Sasha was already two steps ahead of Dee, out of his chair and pulling her out of hers, giving her a moment’s notice to grap her rucksack and sling it on her shoulder. “Come on!” he shouted as they ran out of the building and down the pavement, whizzing through crowds of pedestrians until they were sure they’d lost pursuit.
“We’re probably banned from that place now,” she giggled as she fought to catch her breath. “Yeah? Who cares, there are other places.” he answered her, kissing her cheek as their pace slowed to a walk.
“Yeah, you’re right. And we’ll be kicked out of all of them, because of your shenanigans” she bumped him playfully with her shoulder.
“Oi?” he laughed, “You love my shenanigans. Besides, I’m not the one who used her forehead as target practice.” Dee was in stitches, “Did you see the way it just glided down the bridge of her nose like going for a slide?” The question only prompted more laughter from them both, as they recalled the scene, re-enacting it as they walked down the street, no destination in mind. There was never a destination, only adventure at every turn with him. It was like that almost every day until the quarantine had come that same year and the great darkness that led her to where she was sitting now with the Technos at large, Moz missing, and playing house with the Mallrats as Lex’s deputy.

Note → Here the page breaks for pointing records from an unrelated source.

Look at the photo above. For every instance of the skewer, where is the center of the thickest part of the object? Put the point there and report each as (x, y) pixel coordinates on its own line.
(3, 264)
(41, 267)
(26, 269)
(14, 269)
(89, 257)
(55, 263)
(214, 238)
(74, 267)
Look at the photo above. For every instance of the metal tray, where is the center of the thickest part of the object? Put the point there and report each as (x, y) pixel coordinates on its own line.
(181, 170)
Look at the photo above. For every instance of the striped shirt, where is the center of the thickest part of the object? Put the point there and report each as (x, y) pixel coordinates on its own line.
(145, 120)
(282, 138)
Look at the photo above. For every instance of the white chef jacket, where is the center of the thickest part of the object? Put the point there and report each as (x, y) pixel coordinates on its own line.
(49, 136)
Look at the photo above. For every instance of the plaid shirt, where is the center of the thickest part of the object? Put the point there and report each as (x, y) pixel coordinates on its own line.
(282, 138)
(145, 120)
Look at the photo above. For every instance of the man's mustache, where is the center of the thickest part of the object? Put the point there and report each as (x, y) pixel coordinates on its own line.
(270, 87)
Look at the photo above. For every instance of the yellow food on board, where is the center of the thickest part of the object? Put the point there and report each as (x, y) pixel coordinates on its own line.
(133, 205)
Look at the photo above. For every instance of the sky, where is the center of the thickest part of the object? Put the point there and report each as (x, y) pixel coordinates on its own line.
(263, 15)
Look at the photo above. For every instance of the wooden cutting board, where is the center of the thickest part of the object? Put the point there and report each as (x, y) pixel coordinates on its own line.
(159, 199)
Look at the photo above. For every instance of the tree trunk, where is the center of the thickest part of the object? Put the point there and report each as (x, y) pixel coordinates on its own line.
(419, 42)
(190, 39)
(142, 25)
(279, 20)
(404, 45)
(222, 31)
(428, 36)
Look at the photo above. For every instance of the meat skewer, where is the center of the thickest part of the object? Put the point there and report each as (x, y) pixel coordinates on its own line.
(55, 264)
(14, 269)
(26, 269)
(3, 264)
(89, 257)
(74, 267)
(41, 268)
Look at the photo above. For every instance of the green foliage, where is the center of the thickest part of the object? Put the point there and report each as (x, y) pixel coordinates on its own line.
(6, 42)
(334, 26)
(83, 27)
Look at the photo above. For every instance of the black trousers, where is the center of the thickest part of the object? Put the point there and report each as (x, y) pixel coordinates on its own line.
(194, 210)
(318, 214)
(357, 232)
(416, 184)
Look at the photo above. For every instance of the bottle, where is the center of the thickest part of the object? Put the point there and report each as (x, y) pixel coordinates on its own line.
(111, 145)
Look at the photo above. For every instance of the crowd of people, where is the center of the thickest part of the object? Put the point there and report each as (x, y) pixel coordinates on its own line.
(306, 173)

She sighed as Cloe spoke again, the past and the present of teenage romance, colliding, the experienced teen, now the mentor. “You don’t think I should?” the younger asked, looking at Dee for the answers to the war inside herself. Shelooked at the girl straight on, “It doesn’t matter, what I think, does it?” she told Cloe, who only responded with silence and worried brows. So they sat that way, knowing exactly what would happen, it was just a matter of when. That’s just how teenage fever worked.